On Tuesday, District Court of Nevada Judge Richard F. Boulware gave his preliminary approval of a $375 million dollar settlement of the Le et al vs. Zuffa lawsuit, the larger of the two antitrust lawsuits the promotion has been facing. Minus costs, which will come to upwards of $100 million, fighters in the class period from 2010 to 2017 will still stand to gain between $240 and $260 million dollars.
There are roughly 1,200 fighters covered by the class period. A second lawsuit, launched by fighters Kajan Johnson and C.B. Dolloway, grouped into an earlier settlement proposal, remains ongoing. It will not be covered by the current agreement.
Former UFC fighter “Filthy” Tom Lawlor was among the first to report the news, attending Tuesday’s hearing in Nevada in person, and posting an update from outside the courthouse.
Over 100 fighters represented by the class period had voiced their support of the settlement.
The lawsuit claimed the UFC relied on anticompetitive practices as a monopsony (the only buyer in the market for MMA talent) to artificially suppress fighter pay, among other allegations. Per reporter Josh Gross, who has provided frequent updates and insight on the case, the judge cited fighter declarations as a “significant” factor in giving his approval.
Fighters will be paid after June 2025, with funds placed in an escrow account.
UFC officials issued a statement to MMA Fighting, stating that “Today’s decision is welcome news for both parties. We are pleased to be another step closer to bringing the Le case to a close.”
Concern over the power of corporations who hold monopsony status has grown in recent years. In 2021, the Department of Justice launched a lawsuit to block the acquisition of Simon & Schuster by rival publisher Penguin Random House for exactly that reason. As noted in their press release, the purchase ‘will cause harm to American workers, in this case authors, through consolidation among buyers – a fact pattern referred to as ‘monopsony.’”
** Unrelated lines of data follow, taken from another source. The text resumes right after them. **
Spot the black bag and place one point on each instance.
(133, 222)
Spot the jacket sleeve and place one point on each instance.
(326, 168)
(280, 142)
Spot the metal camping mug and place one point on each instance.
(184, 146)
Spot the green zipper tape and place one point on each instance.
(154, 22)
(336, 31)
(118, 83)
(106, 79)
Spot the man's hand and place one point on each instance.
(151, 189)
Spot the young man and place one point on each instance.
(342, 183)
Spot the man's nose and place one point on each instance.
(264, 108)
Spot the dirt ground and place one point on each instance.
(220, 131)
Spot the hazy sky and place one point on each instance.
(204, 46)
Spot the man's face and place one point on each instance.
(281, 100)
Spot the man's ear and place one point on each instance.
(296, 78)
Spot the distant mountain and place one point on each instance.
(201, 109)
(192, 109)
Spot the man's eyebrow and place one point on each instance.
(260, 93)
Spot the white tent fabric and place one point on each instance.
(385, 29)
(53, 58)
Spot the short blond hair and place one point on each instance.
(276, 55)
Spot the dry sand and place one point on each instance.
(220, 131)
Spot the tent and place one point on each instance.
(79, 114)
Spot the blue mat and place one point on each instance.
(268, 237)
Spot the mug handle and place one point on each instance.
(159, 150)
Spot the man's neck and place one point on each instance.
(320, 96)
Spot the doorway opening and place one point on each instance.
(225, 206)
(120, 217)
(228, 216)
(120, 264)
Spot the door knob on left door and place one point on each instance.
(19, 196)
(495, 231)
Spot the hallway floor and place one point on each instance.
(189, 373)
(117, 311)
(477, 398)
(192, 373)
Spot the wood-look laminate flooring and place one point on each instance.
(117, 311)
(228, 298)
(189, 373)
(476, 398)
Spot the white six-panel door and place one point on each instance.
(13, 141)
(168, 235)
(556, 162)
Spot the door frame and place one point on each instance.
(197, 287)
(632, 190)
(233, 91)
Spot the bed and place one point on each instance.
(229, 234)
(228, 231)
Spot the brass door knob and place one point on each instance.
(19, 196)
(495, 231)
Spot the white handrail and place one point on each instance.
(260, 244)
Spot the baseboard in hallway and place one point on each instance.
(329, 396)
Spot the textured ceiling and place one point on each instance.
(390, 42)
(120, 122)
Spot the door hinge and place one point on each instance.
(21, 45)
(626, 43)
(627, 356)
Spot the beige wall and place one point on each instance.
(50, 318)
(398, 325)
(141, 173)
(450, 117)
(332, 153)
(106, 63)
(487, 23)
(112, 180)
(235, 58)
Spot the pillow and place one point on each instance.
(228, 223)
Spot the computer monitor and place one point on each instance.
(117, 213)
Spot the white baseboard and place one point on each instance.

Fighters have long operated under a monopsony with the UFC as the only buyer of their services, at least in terms of real purchasing power. While organizations like Bellator, Strikeforce, PRIDE, and others have risen up over the years, none have had the staying power of the sport’s largest promotion, and none have equaled the buying power of the UFC for more than brief periods, often spending beyond their means to compete. Strikeforce and PRIDE would both be purchased by the UFC; Bellator is now owned by the PFL, the UFC’s largest rival at this point – and a distant second.